As far an actual camp is concerned....I dunno....But my dad did guard Japanese Foreign nationals on their work details and what not....so they were interred somewhere on hawaii for sure.
I only assumed there were actual internment camps, because my dad said so.
I distinctly remember my dad telling me that, part of the interned jap's work detail, was cleaning the beaches, and he spoke of how they would grab the cigarette butts out of the sand and smoke them.

Yup, there were jap americans interned in Hawaii.
Choose one:
1) Be a Japanese-American in a internment camp during WW2.
2) Be a US soldier on the Bataan death march (or anywhere as a South Pacific POW).

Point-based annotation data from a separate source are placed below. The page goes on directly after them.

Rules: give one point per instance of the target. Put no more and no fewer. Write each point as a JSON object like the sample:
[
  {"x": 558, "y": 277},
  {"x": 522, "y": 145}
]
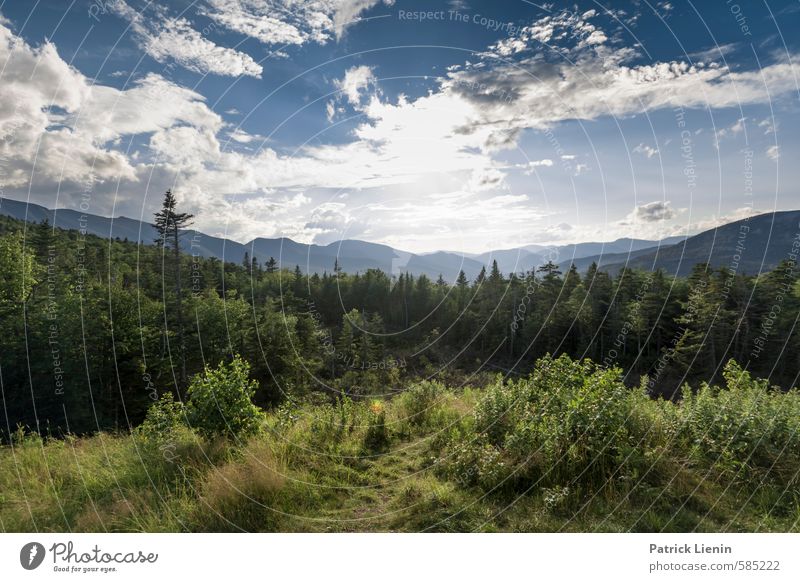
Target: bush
[
  {"x": 570, "y": 422},
  {"x": 220, "y": 401},
  {"x": 376, "y": 438},
  {"x": 163, "y": 417},
  {"x": 420, "y": 402},
  {"x": 744, "y": 428}
]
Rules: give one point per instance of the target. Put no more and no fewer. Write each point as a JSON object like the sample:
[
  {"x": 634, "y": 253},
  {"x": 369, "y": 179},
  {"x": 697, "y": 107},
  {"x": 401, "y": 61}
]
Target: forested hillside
[{"x": 90, "y": 330}]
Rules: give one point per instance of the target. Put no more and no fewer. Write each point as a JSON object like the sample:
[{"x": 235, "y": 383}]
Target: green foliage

In comparison, #1 is an unfortunate inconvenience. #2 is a despicable example of complete absence of humanity.
I think you are wrong here Roger. Internment of a U.S. Citizen without a trial because of his ethnicity?
More country of origin than ehtnicity, I think. Regrettable but necessary.
Country of Origin? How come no internment of German or Italian Americans then???

Is it your contention that U.S. Citizens are entitled to disparte treatment because of where they or their parents were born?
Funny that you mention it. There indeed was internment of Germans during WWII on the East Coast but it was a much smaller deal. I don't know about Italians. I'll post on it. Thanks for the comments. You too, Chemgeek. Well stated.